Маша глядит на меня недоверчиво и качает при этом головой, неодобрительно качает, с осуждением. Потом медленно, с трудом, подымает левой рукой папку с моею рукописью, так, что физическая ее весомость делается несомненна, уж по меньшей мере физическая.
— А это что, — спрашивает она настороженно, — тоже продукция первого встречного из гастронома?
Вот ведь какой выгодный прозвучал вопрос, много лестных для самолюбия возможностей подразумевается, что стоит, например, сдержанно потупить взор, пожать слегка плечами, намекая этим самым грустно и достойно на некоторые обстоятельства своей судьбы, а заодно уж и на некоторые свойства души, понуждающие к обузданию гордыни. Я все же не поддаюсь этому искушению.
— Почему бы и нет, Маша? Что нам, в сущности, известно о первом встречном? Кроме того несомненного факта, что он верный клиент Москвошвея?
Маша взвивается:
— Да успокойтесь вы, ради бога! А я что, по-вашему, у Диора, что ли, одеваюсь?
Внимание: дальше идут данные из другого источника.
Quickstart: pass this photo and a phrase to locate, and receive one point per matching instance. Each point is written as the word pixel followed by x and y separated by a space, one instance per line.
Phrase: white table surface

Я сама себе Диор. С мамашей на пару.
Лукавым азартом вспыхивают ее глаза, и она заявляет, насмешничая и глумясь, однако же с видимым удовольствием, что им с маменькой надо было бы жить при нэпе, вот когда бы они горя не знали. Да и папаша вполне бы мог забросить свою вечную диссертацию. Сочинял бы уж лучше эпиграммы, вот его стихия, да сидел с приятелями в кафе, какой еще от него прок. А уж они бы сумели себя поставить. Поскольку способны в совершенстве, досконально повторить самый прихотливый, самый сумасбродный фасон, какой только в состоянии учудить пресыщенная фантазия парижских и лондонских отцов моды. В крайнем случае остается лишь ярлык позаковыристее присобачить, и ни один товаровед в жизни не разберется.